By Tim Cox
Ohio voters will have to show proper photo identification before casting ballots in the May 2 primary election, the result of a recent elections reform bill signed into law by Gov. Bob Taft.
The ramifications of the new law remain unknown and local elections officials are awaiting directives from Ohio Secretary of State Ken Blackwell on how to enforce the new rules. In addition to the requirement for voters to show ID before voting, the law also makes other changes, including a general strengthening of the voter registration process.
Mercer County Board of Elections Director Denise Fullenkamp said she remains uncertain how the new law will affect Election Day locally. It will be up to board members to decide whether additional staffing will be necessary after they learn their new responsibilities from Blackwell's office, Fullenkamp said. With each voter required to show ID, it could lead to longer lines at the polls and the need for more precinct workers.
Mercer County now uses about 170 precinct workers for each election.
The law now requires every voter to show a "proper photo identification" before voting. That is defined as an ID card issued by Ohio or the U.S. government that is not expired and shows the person's name and address, which must match information on file with the local elections office. People who refuse to show ID can cast a provisional ballot by giving the last four digits of their Social Security number. Voters who refuse that method, or who have no ID or Social Security number, still can cast a provisional ballot but the eligibility of their registration and ballot are scrutinized more closely.
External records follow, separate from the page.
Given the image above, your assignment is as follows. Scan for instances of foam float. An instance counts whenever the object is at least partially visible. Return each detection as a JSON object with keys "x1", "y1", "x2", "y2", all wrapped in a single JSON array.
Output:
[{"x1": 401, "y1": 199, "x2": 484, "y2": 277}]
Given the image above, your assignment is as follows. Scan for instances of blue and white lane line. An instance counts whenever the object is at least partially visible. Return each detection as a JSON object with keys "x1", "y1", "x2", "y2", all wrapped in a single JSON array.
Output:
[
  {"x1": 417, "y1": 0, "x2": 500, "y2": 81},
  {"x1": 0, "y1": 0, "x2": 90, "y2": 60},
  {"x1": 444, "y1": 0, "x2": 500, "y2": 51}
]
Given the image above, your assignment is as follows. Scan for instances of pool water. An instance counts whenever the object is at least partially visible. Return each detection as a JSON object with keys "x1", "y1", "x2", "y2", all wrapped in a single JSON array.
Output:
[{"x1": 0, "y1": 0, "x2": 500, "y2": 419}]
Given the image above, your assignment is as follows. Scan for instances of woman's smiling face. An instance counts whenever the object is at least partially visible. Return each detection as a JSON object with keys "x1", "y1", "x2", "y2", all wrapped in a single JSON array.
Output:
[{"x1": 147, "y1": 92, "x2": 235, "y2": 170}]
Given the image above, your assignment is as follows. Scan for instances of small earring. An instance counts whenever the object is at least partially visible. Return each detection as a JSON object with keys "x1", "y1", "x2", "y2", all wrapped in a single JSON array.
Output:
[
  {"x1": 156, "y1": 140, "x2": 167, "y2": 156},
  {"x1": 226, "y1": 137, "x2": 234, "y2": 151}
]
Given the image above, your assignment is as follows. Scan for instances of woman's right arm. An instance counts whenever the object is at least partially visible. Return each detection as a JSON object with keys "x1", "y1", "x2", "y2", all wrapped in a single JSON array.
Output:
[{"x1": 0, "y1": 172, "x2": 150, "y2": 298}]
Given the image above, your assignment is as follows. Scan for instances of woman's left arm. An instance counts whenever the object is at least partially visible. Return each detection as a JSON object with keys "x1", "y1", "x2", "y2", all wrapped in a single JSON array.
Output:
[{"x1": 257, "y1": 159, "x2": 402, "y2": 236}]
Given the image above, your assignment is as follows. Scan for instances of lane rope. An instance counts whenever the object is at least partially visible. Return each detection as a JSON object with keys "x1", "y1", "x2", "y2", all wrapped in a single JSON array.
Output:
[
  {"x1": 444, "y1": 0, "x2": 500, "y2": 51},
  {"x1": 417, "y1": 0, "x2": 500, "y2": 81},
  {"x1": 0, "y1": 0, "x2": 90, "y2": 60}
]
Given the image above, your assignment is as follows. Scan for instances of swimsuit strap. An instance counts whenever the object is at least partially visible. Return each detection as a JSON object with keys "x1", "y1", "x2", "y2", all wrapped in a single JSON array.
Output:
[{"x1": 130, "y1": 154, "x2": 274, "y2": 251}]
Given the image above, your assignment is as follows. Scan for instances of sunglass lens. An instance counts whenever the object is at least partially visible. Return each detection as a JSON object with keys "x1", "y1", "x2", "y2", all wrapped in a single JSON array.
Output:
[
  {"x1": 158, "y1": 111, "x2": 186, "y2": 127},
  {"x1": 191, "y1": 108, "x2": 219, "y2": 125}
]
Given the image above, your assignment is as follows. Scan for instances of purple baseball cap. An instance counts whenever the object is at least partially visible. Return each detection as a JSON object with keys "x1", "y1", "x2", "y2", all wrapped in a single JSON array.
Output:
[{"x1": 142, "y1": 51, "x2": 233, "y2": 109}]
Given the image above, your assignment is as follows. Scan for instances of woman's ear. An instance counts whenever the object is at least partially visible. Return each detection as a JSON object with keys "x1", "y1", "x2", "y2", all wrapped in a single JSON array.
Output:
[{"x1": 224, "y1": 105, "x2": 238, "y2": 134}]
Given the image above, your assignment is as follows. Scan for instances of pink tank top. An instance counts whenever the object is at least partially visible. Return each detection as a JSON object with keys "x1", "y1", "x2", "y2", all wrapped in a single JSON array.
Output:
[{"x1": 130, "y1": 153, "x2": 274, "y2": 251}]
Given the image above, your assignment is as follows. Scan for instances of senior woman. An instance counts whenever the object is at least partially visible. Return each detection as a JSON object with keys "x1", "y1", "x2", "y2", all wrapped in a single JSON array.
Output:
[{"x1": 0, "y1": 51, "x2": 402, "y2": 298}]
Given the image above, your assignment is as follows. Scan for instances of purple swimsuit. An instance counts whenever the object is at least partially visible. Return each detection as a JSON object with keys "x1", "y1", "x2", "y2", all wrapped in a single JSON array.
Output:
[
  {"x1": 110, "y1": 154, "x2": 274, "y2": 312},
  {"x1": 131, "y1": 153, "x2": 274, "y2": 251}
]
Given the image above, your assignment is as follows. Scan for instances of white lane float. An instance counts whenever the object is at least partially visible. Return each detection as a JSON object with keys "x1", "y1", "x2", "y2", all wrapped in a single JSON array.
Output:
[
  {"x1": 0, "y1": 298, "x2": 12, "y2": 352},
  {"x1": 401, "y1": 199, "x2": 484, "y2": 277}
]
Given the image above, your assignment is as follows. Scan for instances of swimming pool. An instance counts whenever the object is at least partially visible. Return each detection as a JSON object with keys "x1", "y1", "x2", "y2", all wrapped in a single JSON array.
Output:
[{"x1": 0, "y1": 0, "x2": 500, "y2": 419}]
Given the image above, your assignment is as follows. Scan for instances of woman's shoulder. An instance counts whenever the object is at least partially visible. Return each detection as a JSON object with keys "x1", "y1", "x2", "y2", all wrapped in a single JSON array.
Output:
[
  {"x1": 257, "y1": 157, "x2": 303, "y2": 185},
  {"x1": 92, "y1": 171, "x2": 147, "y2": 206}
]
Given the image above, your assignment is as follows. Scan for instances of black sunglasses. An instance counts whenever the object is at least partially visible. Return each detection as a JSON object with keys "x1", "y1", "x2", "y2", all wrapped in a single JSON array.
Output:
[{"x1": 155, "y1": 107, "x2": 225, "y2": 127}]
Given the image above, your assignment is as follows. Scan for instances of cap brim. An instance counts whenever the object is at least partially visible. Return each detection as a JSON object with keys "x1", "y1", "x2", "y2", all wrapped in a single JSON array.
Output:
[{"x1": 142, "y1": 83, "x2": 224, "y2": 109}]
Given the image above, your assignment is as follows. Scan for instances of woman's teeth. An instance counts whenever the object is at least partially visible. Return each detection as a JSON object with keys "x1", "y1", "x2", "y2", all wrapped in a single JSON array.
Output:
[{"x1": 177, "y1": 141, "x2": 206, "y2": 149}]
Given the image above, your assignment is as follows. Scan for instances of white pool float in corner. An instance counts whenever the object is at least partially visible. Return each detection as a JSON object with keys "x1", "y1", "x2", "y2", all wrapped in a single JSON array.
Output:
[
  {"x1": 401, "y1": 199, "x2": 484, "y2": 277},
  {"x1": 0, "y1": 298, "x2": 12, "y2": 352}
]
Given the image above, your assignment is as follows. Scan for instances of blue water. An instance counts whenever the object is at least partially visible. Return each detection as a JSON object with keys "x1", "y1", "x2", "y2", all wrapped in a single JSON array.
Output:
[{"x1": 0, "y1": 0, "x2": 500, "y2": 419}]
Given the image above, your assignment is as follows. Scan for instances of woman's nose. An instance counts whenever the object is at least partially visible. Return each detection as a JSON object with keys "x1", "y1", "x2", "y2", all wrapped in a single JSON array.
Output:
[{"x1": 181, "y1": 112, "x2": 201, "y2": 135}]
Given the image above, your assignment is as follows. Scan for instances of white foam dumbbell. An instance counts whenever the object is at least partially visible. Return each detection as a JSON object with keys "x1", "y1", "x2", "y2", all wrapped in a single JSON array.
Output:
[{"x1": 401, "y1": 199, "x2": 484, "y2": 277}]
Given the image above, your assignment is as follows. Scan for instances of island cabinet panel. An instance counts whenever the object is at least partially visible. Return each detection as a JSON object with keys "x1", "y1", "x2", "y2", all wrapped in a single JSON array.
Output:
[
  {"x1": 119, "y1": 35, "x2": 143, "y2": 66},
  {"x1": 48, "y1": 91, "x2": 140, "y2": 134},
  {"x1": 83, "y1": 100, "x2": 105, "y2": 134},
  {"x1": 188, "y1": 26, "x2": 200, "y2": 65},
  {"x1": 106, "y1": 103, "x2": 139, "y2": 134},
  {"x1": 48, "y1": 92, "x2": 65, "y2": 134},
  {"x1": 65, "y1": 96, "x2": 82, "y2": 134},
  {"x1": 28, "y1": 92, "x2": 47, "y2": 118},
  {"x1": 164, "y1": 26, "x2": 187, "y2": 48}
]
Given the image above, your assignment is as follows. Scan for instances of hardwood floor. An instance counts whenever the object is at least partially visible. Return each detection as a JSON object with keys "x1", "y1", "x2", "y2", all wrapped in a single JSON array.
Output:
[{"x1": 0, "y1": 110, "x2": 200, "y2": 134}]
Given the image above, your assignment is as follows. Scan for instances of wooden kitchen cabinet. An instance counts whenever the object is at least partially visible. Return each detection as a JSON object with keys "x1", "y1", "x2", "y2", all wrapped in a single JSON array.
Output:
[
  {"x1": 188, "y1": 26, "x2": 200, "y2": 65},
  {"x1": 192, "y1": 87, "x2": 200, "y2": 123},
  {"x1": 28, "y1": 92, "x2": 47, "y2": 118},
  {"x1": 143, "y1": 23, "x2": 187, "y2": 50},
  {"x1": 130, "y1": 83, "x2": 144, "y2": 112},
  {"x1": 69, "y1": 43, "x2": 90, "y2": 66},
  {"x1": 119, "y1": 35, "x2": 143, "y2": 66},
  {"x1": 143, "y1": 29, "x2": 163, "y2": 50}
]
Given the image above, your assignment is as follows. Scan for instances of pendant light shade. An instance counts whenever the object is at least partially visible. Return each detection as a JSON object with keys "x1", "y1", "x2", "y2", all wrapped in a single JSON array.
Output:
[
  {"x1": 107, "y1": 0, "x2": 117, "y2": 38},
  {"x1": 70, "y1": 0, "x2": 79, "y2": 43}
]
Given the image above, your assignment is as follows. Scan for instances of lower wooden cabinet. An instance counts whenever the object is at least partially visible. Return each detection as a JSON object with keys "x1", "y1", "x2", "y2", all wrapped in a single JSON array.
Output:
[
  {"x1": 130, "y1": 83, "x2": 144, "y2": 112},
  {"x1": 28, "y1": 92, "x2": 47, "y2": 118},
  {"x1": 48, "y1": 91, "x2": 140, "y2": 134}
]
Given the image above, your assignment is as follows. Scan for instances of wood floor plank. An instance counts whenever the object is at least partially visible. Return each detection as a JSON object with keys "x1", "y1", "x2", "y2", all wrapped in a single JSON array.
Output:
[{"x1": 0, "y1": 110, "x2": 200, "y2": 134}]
The same photo ID standards will apply to people who register to vote, which represents a tougher standard than existing policies. Currently, the Mercer County board of elections will accept a driver's license or state ID card as valid identification, as well as a utilities bill or government check that contain the necessary information, Fullenkamp said.
Ohio becomes the 23rd state to force voters to identify themselves before casting their votes. However, the laws in three of those states are facing court challenges.
According to the electiononline.org, a non-partisan election reform group, every Democrat in the Ohio Legislature voted against the bill as it made its way through the House and Senate. Democratic opponents of the law argue the ID requirements would make voting harder for the poor, elderly and minorities.